The tags will need to be absolute positioned because they will need to be position over each other. Z-index will be utilized to move the next tag over the current tag so that as the tag fades in it hides the current tag behind itself.

Finally we fade the next tag over the current tag, advance the current tag selection and start the process over again.

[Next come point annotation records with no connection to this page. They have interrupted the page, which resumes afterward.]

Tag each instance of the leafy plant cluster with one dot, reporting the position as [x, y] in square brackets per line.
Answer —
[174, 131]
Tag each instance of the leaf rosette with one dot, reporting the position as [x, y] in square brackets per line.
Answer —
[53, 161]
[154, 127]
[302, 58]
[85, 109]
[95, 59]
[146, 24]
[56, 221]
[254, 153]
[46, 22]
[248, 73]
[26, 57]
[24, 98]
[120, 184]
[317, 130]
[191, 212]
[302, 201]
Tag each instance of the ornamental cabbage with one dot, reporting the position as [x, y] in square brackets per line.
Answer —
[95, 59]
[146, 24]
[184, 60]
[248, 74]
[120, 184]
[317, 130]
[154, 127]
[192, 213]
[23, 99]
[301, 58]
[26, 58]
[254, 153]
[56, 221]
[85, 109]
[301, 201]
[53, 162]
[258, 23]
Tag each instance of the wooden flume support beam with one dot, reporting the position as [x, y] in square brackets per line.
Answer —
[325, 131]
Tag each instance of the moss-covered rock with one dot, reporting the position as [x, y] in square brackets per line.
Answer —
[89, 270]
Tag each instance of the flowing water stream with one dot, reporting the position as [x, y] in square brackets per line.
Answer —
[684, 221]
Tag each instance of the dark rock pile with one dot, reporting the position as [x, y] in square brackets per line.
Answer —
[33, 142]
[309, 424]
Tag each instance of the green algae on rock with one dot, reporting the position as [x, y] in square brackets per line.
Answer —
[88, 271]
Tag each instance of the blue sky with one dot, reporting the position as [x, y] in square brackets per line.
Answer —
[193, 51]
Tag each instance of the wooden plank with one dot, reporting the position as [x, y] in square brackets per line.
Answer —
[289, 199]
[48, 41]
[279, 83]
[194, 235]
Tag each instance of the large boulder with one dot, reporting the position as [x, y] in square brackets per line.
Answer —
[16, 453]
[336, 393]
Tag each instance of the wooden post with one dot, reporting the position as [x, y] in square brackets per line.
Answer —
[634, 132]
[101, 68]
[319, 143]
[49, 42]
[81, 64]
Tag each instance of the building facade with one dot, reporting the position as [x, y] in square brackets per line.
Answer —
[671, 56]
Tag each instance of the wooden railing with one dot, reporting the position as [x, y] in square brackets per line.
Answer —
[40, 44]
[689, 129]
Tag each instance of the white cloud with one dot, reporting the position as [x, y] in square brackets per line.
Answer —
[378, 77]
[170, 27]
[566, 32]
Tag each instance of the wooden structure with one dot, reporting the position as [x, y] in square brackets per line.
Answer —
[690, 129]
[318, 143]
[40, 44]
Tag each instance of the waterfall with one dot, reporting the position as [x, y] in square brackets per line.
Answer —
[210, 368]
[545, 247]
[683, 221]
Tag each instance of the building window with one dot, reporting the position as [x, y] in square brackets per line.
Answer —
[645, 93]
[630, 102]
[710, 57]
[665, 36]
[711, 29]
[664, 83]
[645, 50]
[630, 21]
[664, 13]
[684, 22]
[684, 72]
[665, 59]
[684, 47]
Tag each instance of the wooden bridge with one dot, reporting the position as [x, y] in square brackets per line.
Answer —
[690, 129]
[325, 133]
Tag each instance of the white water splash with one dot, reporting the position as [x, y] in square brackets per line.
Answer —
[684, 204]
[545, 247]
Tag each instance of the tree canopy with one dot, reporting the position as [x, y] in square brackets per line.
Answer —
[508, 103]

function fadeNextOverCurrent(selector, fadeInTime, waitTime) {
  //Set Defaults if Arguments Missing
  if (fadeInTime == null) fadeInTime = 2;
  if (waitTime == null) waitTime = fadeInTime;

  //Make sure at least one image tag has a class name of current
  if (!$(selector + " .current").is(".current")) {
	$(selector + " img").first().addClass("current");
  }

  //Initialize Image Tag Styling
  $(selector + " img").css("position", "absolute");
  $(selector + " img").css("z-index", "");
  $(selector + " img").css("display", "none");
  $(selector + " .current").css("display", "block");

  //Identify Next Tag to Advance
  if ($(selector + " .current").is(":last-child"))
	$(selector + " :first-child").addClass("next");
  else
	$(selector + " .current").next().addClass("next");

  //Set next tag styling
  $(selector + " .next").css("position", "absolute");
  $(selector + " .next").css("z-index", "1");

  //Fade in next tag over current tag
  $(selector + " .next").fadeIn(fadeInTime * 1000, function () {
	//Remove class from current node, set next node to current
	$(selector + " .current").removeClass();
	$(selector + " .next").removeClass().addClass("current");

	//Call routine for next fade effect
	setTimeout("fadeNextOverCurrent('" + selector + "', " + fadeInTime + ", " + waitTime + ")", waitTime * 1000);
  });
}

And, finally to start the effect.

$(document).ready(function () {
  fadeOutCurrentFadeInNext("#example1", 2);
  fadeNextOverCurrent("#example2", 2);
});

Summary

Today we created two simple fading effects for cycling thru a list of images. The only code that the html editor needs to change is the initial function call to start the effect.

The div tag can be selected using a class name or an ID name with standard CSS syntax. Managing the list of images to cycle thru is very simple as we only need to add or remove the appropriate image tag. No need to change a JavaScript array to manage the images!